El silencio de los cochinillos

Siguiendo las enseñanzas de mi admirada agente Starling intentaré ponerme en el pellejo de aquellos cuyas acciones me parecen más incomprensibles para intentar descifrarlas, que no justificarlas. Así, podría entender al joven abandonado por su novia o con ella de viaje (casos que provocan frustración o euforia, indistintamente), que come con sus amigos en un asador, prolonga la fiesta hasta la hora del partido y penetra en el estadio con una cabeza asada de cochinillo en el bolsillo interior de la trenca, ocultación pringosa, pero fragante. Luego, la apuesta infantil y la inmadurez hacen que el hocico bese el césped.

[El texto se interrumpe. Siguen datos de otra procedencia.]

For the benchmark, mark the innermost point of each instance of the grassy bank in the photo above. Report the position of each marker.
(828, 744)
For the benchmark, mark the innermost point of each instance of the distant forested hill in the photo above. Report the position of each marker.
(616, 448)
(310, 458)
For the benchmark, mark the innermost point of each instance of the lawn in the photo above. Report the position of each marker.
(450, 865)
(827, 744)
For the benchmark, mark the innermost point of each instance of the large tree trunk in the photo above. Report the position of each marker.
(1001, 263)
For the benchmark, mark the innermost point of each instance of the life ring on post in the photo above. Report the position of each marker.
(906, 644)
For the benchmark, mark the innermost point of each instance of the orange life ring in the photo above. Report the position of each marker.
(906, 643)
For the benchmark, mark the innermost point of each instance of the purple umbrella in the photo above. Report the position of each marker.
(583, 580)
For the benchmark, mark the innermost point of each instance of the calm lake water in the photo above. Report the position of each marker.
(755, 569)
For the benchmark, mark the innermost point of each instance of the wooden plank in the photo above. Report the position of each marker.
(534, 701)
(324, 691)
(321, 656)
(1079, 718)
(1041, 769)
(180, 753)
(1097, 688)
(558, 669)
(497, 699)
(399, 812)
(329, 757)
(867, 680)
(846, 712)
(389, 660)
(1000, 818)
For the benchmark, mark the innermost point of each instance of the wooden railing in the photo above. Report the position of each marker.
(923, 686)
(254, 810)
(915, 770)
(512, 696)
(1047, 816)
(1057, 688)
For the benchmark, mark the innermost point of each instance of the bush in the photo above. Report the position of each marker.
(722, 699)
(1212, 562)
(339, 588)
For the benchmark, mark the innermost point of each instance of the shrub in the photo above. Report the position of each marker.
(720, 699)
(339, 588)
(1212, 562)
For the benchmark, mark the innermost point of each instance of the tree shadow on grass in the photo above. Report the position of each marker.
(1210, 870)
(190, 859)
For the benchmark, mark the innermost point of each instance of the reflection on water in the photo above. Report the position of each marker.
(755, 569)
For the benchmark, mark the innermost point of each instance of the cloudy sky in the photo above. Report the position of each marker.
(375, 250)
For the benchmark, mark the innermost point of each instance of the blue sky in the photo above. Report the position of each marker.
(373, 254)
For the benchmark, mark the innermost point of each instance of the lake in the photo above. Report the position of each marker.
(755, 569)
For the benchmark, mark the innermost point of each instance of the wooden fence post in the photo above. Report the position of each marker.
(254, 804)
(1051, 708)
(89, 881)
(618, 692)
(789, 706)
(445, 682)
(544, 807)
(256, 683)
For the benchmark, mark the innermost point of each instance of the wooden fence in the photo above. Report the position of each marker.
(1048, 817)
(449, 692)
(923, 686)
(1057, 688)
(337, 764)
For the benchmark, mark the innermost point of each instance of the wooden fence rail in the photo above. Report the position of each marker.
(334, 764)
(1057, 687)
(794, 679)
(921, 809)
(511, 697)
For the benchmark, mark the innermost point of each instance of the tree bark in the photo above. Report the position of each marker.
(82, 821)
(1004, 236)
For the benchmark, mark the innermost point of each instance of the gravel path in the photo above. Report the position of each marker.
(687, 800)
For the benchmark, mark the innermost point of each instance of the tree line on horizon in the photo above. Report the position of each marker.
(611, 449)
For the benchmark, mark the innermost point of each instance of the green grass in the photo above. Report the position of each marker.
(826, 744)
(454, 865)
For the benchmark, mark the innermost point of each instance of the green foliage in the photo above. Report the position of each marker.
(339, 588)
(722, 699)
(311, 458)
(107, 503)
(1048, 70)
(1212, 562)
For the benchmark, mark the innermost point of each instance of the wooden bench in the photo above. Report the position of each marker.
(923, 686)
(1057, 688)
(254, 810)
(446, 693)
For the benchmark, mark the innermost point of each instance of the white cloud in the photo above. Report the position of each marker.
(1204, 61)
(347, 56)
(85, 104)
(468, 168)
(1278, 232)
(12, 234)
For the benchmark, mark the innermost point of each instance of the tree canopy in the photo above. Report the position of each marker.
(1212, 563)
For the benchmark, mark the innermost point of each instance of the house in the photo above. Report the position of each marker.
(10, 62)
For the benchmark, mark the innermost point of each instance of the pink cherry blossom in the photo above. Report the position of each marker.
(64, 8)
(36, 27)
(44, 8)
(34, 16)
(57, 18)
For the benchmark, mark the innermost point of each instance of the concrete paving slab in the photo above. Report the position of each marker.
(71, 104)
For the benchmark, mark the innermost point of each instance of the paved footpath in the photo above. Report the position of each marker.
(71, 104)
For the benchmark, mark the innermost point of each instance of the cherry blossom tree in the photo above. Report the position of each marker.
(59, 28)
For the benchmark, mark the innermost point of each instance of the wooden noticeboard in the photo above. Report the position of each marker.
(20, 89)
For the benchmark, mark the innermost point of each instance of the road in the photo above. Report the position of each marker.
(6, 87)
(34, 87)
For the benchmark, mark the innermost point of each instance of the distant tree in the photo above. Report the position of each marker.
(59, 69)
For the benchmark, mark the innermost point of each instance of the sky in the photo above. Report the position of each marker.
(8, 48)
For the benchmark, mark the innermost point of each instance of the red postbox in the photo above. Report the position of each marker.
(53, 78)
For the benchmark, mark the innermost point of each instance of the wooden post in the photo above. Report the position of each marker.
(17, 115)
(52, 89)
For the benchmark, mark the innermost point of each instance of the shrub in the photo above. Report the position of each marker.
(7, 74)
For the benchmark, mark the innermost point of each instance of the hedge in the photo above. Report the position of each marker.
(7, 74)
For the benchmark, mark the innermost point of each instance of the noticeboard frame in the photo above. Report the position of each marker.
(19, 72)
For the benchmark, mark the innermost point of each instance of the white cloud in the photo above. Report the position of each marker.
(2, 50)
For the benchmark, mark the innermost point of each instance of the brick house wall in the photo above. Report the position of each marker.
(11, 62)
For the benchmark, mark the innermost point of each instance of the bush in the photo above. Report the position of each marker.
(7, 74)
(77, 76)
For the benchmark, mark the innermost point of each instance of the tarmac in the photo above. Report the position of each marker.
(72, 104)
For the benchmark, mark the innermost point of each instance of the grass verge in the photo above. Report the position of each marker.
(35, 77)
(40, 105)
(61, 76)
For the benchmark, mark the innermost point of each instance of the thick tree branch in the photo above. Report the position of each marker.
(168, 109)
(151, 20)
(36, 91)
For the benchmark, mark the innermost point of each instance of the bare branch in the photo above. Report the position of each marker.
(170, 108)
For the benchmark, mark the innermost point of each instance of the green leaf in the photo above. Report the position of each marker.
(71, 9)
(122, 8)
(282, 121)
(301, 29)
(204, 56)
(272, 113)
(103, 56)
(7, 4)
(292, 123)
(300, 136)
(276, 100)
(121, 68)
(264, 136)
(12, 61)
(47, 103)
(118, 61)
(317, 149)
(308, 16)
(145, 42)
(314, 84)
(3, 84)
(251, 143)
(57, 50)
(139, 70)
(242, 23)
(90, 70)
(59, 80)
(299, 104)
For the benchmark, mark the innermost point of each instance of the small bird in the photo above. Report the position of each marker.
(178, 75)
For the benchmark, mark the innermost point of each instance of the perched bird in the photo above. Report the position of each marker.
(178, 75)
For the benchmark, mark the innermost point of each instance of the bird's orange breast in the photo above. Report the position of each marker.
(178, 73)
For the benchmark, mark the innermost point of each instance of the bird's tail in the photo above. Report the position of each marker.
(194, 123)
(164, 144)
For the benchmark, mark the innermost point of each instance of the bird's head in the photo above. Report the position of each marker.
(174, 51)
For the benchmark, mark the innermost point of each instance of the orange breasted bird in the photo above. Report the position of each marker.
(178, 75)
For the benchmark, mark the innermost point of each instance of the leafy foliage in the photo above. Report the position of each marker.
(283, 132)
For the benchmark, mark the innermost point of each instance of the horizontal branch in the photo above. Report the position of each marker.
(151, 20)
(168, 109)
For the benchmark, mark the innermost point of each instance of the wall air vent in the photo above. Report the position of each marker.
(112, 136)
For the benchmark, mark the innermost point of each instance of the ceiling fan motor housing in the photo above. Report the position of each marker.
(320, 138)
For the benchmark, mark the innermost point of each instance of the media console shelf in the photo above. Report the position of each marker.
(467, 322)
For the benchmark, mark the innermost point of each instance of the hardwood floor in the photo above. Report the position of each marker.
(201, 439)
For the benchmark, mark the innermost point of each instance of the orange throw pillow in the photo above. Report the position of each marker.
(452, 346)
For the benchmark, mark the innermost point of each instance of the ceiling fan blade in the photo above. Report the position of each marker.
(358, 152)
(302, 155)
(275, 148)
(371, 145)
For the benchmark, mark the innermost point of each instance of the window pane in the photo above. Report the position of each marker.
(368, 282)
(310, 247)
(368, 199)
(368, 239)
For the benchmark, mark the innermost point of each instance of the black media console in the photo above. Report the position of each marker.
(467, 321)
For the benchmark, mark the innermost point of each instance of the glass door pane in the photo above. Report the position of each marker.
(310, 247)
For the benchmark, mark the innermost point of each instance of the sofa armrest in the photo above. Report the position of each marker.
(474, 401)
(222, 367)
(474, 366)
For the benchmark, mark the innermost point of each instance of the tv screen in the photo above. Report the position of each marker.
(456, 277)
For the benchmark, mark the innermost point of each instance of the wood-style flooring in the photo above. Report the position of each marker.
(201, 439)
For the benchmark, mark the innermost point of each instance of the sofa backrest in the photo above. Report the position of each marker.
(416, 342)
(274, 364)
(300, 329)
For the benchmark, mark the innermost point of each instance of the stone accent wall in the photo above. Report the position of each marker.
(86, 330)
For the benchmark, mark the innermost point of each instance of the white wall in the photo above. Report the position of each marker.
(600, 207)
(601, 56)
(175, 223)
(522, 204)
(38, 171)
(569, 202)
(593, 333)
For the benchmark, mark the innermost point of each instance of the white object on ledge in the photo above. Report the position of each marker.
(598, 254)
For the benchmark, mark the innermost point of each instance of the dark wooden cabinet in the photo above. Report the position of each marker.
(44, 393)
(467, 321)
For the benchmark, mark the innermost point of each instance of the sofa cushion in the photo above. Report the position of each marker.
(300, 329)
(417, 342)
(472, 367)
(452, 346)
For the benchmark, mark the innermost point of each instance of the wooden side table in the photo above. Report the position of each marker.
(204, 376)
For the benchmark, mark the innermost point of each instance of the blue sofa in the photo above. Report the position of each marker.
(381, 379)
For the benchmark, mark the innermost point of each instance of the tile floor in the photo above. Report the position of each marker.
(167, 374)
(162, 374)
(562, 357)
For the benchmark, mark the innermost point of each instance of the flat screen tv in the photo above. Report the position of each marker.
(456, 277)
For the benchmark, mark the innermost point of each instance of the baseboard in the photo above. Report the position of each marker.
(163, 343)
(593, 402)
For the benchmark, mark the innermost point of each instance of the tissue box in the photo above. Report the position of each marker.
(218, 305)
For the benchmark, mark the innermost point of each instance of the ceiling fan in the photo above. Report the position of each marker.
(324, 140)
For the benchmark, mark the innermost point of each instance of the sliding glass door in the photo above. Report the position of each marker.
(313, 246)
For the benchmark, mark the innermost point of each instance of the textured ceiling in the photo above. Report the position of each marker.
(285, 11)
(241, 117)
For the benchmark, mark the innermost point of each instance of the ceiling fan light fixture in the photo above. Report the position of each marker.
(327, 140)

Más que violencia, estupidez.

Sin embargo, por más que lo intento, no logro ponerme en la psique de quien entra a un estadio con la cabeza cruda de un cerdo, acción que implica espeluznante premeditación, visita a la carnicería, quiero suponer que posterior conservación en la nevera y, por fin, acceso al estadio con el bicho segregando fluidos, lo imagino y me mareo. Y luego está el aspecto emocional, porque el roce hace el cariño y es habitual encariñarse con los animales (no horneados) y especialmente si quien observa su carita acaba viendo reflejada la suya propia. Pues fue y lo abandonó. Pobre cochino.